Claim and Reclaiming: Relations at Stake From Lapu-Lapu to Jose Rizal, Philippine history is full with people who fought against overwhelming odds and won. Of course, we were colonized by the Spaniards and Americans, occupied by the Japanese and subjugated by a home-grown dictator. But the point is the Filipino spirit is indomitable and despite of the awesome might of our oppressors, we still prevailed in the end. This kind of spirit is again in quest with the issues of claiming for expanded territories.
I want to plug in the current issues of claiming Sabah and Spartly Islands as part of the Philippine territory despite of the number of contenders suing for it. First, let’s take a look on Sabah. Historically, Sabah is owned by the Sultan of Brunei but then it was given to the Sultan of Sulu as a gift. But during the colonial regime of the British in Malaysia, they want to include Sabah on their territory for prior reasons. So, the imperialists ask the Sultan of Sulu for a lease to acquire Sabah.
The lease was granted but after the British regime, Malaysia gains independence and declare Sabah is part of their territory but until now they are still paying for the rent in Sabah. Now, the Sultanate of Sulu is claiming for the return of Sabah to their ownership. Then, the misconception rises on both contenders in this issue. Malaysian government view the agreement as a sale or mortgage, while the Sultanate of Sulu, it is only a lease. As I take my view points on the issue, I suspect that possibly claiming Sabah is just about money and political maneuver.
Because after all, one that motivate the claim of Sabah is the small amount of money given by Malaysia to the Sultanate of Sulu compare to the large size of the total land area of Sabah. Then, again political interests could be lurking around in the claiming of the land because once the Sabah is brought back, the Sultanate of Sulu could gain economic and political power in the Republic of the Philippines. Then, as I hypothesize, it could lead to the overwhelming control of the Sultan of Sulu not only on the southern part but perhaps to the entire Mindanao.
If that would happen, they would make a new concept of government under the Sultanate of Sulu separated from the Republic of the Philippines. Perhaps, I could say they want to summon back their flourishing kingdom in the old days. Back to the issue, Sultan of Sulu had legal evidences that Sabah is really part of their ownership but the Malaysia unwillingly wants to give up Sabah.
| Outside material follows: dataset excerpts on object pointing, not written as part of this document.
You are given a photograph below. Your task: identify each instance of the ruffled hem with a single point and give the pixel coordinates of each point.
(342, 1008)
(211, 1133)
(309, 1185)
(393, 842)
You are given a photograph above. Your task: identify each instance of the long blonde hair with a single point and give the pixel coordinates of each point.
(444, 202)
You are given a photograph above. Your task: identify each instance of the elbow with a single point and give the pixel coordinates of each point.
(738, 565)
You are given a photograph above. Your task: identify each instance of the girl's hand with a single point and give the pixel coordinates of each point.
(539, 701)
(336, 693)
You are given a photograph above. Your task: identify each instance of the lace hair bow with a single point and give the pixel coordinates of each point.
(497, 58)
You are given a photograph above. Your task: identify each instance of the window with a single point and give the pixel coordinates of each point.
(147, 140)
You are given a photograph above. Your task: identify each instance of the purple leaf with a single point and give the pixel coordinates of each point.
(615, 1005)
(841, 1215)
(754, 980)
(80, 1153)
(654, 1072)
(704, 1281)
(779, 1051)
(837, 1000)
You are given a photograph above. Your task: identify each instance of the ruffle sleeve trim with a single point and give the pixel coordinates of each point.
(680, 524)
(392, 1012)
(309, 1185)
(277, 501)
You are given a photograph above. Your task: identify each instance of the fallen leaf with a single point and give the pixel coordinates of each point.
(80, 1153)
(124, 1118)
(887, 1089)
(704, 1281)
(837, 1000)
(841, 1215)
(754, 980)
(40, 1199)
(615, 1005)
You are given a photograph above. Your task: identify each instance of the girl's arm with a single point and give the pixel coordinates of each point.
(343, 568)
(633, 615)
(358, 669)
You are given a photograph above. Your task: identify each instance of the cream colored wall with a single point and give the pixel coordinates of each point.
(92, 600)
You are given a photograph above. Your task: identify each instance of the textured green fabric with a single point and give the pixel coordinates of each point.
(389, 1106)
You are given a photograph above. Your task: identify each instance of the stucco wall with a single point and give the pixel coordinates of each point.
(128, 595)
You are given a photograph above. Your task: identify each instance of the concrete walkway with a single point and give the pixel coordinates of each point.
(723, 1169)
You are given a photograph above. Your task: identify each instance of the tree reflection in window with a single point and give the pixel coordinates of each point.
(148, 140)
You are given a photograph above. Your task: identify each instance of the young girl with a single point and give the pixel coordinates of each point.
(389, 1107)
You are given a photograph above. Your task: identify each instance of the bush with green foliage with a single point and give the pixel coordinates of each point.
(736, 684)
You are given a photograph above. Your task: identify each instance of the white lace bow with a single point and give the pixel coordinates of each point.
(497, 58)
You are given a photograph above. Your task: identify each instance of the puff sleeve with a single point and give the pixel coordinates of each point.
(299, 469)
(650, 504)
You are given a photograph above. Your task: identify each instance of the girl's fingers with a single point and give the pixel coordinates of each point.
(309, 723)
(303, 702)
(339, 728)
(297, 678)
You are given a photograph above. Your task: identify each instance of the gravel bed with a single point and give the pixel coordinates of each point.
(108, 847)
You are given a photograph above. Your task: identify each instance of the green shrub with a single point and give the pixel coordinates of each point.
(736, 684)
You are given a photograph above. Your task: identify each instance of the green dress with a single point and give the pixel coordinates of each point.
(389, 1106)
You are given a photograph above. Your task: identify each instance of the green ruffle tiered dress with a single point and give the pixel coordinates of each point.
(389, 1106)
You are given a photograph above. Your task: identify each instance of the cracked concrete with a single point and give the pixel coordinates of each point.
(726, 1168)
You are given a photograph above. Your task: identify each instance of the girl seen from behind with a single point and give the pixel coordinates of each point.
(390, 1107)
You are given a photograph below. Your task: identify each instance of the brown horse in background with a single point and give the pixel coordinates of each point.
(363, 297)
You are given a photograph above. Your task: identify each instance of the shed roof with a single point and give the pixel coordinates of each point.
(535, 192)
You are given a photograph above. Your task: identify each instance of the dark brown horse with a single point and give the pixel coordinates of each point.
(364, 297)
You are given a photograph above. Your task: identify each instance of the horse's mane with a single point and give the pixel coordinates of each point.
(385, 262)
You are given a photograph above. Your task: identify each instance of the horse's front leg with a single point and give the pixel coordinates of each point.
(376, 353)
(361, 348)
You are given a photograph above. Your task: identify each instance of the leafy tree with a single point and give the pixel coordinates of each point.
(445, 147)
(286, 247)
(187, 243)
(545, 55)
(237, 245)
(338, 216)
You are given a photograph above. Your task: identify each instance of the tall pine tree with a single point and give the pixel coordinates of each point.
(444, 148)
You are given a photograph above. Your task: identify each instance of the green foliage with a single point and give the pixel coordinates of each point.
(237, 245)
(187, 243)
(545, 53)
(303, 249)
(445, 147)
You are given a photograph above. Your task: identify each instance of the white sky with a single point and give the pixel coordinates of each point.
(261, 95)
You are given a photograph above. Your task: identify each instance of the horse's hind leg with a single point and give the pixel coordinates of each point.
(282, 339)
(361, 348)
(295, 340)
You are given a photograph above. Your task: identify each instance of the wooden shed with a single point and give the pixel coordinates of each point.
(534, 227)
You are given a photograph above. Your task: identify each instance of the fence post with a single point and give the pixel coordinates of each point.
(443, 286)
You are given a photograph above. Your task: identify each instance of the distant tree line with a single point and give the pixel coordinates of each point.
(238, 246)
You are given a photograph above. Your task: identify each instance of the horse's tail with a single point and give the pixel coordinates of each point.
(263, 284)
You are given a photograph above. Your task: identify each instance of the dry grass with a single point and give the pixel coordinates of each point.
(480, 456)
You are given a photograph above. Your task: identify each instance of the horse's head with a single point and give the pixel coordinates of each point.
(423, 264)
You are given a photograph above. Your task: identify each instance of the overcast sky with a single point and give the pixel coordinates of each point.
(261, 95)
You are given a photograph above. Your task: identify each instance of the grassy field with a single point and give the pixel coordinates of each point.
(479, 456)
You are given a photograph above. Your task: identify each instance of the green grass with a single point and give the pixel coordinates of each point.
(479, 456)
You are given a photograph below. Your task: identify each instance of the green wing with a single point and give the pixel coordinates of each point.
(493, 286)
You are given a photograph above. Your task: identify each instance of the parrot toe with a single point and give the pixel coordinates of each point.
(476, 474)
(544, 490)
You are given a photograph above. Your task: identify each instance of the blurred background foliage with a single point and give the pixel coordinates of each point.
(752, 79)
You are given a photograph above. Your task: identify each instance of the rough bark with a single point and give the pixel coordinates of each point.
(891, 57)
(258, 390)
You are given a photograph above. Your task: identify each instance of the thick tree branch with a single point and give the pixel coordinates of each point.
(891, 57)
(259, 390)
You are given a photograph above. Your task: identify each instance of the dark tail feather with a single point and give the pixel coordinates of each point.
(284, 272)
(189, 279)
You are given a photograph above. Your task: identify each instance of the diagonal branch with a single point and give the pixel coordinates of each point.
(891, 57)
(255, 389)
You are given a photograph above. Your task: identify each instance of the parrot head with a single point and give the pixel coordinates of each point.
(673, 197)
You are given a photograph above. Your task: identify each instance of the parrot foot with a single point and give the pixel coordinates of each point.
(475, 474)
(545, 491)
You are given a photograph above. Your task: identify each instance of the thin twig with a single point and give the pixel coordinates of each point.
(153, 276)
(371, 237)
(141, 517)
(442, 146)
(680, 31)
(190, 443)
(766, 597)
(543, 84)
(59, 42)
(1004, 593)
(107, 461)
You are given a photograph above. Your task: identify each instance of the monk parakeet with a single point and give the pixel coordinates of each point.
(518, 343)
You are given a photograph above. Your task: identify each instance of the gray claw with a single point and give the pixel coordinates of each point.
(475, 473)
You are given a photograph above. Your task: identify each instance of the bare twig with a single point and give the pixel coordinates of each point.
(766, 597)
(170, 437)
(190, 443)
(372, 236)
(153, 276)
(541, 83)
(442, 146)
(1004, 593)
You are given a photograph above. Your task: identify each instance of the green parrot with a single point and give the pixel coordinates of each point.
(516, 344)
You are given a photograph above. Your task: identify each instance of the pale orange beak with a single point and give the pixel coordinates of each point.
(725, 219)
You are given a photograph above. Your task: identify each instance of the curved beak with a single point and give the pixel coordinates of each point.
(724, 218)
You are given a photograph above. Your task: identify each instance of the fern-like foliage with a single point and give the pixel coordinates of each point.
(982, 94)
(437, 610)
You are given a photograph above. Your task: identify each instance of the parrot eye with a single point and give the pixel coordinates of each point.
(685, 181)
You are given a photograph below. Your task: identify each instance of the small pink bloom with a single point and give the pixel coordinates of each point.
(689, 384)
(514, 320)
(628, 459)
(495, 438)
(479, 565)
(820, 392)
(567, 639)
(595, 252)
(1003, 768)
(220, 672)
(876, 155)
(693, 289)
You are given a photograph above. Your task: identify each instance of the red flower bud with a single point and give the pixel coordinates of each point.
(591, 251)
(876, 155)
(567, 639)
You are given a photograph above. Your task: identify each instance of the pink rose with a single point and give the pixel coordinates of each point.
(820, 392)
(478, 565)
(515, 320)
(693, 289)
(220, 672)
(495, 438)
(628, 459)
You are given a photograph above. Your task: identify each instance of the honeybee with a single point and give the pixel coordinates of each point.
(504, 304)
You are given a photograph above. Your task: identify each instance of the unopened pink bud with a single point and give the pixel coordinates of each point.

Now, Sultan of Sulu want to claim it even by force conduct of war but the government of the Philippines intervene and suggest a peaceful process.
But the Sultan of Sulu is tired of that process because a number of administrations have past and still they were doing nothing on the issue. For me, the Sultanate’s decision is reasonable because, as I understand the beliefs of Muslim, claiming what is really their own is adherent to their Islamic rights. If we take on the current situation the Philippine government turns its back on helping our Muslim comrades. Rest assured, Sultan of Sulu would do anything for bringing back the Sabah even by spilling blood of its associates.
Quite reasonable also the claim of the Sultan is for the welfare of its people because of the conquest situation of the economy in Sulu. If Sabah would be taken back, Sulu would gain a pillar of hope from its down-hearted economic situation. As for me, I’m hoping that Philippine government would never cut the strings that bind the trust of the people of Sulu. I’m hoping that between Malaysia and the Sultanate of Sulu would realize the bloodsheds they sacrifice. After all, they are all brothers and sisters in Islamic faith.
In the end, I hope peace would prevail because Islam means peace. Second, Spratly Islands are of political and strategic importance to regional players like China, Taiwan, Vietnam, Malaysia, Brunei and the Philippines, as well as indirectly, the United States. At stake is potentially billions of dollars’ worth of oil and gas, making the exploration and control of the Spratly Islands of strategic concern. Not only that, the West Philippine Sea in general is a vital shipping lane connecting the Indian Ocean and the Pacific Ocean.
The Spratly Islands is in the middle of the region, making control over them of strategic importance. For this issue, Philippines and China are the major contenders for the claim. The Philippines’ claim is based on the UN Convention on the Law of the Sea, because UNCLOS sets “exclusive economic zones,” giving a country sole exploitation rights over all natural resources within 200 nautical miles from the baseline. Logically, Spratly Islands is within the 200 nautical miles of the Philippines.
On the other hand, the Chinese see Spratly’s as historical territory and they have sovereignty over it. For my view, I suggest Philippines must resign itself to this race or withdraw every claim it has over the Spratly Islands. Rest assured, China will not give up. Their national pride will not allow it, especially now they are targeting to be a superpower with everything that title entails. Also, claiming for these small islands the Philippine and China relationship would be at stake and might affect economic status especially to the Philippines.
Moreover, if the Philippines would successfully claim it, they would struggle in developing the full economic capacity of the islands. It would be just a display or an addition to the territory without its utilization for the economic profit. To recommend for the solution, I would say that the answer to the situation is a combination of political, military and economic moves. The nation must explore and use the resources of the Spratly Islands as quickly as it can. If it must partner with other claimants, then should it be.